Racial bias in AI: Officers questioned father in watch theft probe after he was wrongly identified by facial recognition technology

Three years ago in Detroit, Robert Williams arrived home from work to find the police waiting at his front door, ready to arrest him for a crime he hadn’t committed.

Facial recognition technology used by officers had mistaken Williams for a suspect who had stolen thousands of dollars worth of watches.

The system linked a blurry CCTV image of the suspect with Williams in what is considered to be the first known case of wrongful arrest owing to the use of the AI-based technology.

The experience was “infuriating”, Mr Williams said.

“Imagine knowing you didn’t do anything wrong… And they show up to your home and arrest you in your driveway before you can really even get out the car and hug and kiss your wife or see your kids.”

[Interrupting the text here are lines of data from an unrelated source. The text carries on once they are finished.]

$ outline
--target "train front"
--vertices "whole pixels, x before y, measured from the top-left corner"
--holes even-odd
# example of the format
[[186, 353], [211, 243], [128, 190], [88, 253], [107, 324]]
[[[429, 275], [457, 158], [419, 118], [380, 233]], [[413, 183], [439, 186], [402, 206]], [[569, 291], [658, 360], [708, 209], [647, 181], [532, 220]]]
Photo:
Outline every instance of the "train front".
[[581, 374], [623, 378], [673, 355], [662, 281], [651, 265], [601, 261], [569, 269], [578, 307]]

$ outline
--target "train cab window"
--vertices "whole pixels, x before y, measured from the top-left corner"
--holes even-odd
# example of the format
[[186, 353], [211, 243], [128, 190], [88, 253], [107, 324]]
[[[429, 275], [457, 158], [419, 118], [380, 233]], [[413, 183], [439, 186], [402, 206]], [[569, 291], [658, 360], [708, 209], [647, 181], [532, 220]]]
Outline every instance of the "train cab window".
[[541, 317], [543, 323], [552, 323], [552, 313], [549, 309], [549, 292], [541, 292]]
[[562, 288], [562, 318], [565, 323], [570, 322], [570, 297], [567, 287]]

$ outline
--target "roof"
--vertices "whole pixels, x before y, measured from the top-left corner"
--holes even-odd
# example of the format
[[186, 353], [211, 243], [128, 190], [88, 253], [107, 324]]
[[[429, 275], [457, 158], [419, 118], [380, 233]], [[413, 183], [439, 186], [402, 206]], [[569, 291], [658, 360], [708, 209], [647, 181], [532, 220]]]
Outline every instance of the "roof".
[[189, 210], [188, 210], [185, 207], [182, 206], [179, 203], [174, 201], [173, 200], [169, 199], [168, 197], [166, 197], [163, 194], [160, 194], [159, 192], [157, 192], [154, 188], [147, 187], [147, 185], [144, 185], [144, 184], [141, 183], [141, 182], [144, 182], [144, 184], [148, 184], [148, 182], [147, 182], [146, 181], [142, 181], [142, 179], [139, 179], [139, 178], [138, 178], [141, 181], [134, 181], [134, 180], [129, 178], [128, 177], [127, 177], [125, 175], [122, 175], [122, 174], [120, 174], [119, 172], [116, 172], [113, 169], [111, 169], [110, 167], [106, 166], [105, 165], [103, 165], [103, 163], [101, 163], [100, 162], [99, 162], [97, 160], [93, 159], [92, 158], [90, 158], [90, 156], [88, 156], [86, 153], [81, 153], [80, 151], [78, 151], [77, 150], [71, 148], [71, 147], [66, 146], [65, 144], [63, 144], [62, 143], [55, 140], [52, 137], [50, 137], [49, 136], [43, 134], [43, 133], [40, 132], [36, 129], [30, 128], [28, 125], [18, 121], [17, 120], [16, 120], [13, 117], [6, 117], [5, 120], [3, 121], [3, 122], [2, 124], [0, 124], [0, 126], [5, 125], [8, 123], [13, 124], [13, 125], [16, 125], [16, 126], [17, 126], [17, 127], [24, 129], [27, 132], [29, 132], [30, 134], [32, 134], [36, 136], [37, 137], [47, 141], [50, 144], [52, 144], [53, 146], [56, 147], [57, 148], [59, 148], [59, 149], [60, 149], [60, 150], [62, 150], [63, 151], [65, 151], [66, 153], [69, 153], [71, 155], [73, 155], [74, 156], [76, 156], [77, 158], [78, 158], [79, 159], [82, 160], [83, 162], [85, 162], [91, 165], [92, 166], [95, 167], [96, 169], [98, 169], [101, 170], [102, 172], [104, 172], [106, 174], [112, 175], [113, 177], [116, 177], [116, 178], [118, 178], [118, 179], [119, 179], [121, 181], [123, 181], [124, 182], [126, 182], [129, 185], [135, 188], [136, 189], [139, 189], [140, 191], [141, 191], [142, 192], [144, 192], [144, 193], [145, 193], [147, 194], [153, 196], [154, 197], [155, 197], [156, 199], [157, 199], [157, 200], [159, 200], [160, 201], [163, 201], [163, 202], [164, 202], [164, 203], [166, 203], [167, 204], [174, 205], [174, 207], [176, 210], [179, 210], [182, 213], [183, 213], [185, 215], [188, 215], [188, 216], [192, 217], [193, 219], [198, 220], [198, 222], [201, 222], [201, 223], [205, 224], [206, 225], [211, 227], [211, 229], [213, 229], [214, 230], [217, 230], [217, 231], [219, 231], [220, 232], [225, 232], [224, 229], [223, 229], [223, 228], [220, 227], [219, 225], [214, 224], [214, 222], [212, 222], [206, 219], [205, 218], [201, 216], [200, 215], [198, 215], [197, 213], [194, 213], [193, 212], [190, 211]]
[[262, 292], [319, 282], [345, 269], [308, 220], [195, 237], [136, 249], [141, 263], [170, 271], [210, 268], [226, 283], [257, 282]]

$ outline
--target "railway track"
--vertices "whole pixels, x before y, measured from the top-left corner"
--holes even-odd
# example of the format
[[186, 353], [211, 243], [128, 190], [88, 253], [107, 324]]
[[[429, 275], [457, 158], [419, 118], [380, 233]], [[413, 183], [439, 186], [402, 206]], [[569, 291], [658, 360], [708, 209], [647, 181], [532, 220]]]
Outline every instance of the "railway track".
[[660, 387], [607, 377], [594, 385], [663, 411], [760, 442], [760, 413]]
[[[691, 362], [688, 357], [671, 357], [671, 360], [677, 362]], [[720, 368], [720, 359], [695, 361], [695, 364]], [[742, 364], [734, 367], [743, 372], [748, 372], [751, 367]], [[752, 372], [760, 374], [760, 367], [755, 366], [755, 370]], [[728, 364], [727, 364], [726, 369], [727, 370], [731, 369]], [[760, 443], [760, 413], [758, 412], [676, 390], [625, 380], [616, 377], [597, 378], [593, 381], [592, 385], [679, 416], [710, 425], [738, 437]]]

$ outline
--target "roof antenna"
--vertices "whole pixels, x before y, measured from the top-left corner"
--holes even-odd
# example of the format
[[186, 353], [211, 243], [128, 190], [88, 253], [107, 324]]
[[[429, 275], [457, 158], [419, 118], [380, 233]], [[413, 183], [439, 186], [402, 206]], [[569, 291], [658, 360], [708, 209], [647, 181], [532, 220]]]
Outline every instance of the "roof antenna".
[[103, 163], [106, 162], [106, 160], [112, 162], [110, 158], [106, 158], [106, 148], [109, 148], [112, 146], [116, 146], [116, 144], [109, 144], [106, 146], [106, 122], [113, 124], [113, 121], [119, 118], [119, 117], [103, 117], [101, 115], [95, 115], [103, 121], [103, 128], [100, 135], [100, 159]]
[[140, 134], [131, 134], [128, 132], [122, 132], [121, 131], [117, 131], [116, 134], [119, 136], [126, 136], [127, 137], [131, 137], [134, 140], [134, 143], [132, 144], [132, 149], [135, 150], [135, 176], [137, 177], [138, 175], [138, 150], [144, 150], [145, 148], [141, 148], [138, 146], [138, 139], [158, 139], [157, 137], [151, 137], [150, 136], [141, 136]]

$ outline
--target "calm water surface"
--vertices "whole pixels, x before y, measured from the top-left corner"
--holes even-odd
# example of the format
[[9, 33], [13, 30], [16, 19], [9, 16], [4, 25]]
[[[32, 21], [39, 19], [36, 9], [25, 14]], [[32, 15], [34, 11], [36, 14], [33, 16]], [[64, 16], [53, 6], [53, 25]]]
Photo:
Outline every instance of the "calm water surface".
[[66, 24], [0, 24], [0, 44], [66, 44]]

Mr Williams, 45, was released after 30 hours in custody, and has filed a lawsuit, which is ongoing, against Detroit’s police department asking for compensation and a ban on the use of facial recognition software to identify suspects.

There are six known instances of wrongful arrest in the US, and the victims in all cases were black people.

Artificial intelligence reflects racial bias in society, because it is trained on real-world data.

A US government study published in 2019 found that facial recognition technology was between 10 and 100 times more likely to misidentify black people than white people.

This is because the technology is trained on predominantly white datasets. This is because it doesn’t have as much information on what people of other races look like, so it’s more likely to make mistakes.

There are growing calls for that bias to be addressed if companies and policymakers want to use it for future decision-making.

One approach to solving the problem is to use synthetic data, which is generated by a computer to be more diverse than real-world datasets.

Chris Longstaff, vice president for product management at Mindtech, a Sheffield-based start-up, said that real-world datasets are inherently biased because of where the data is drawn from.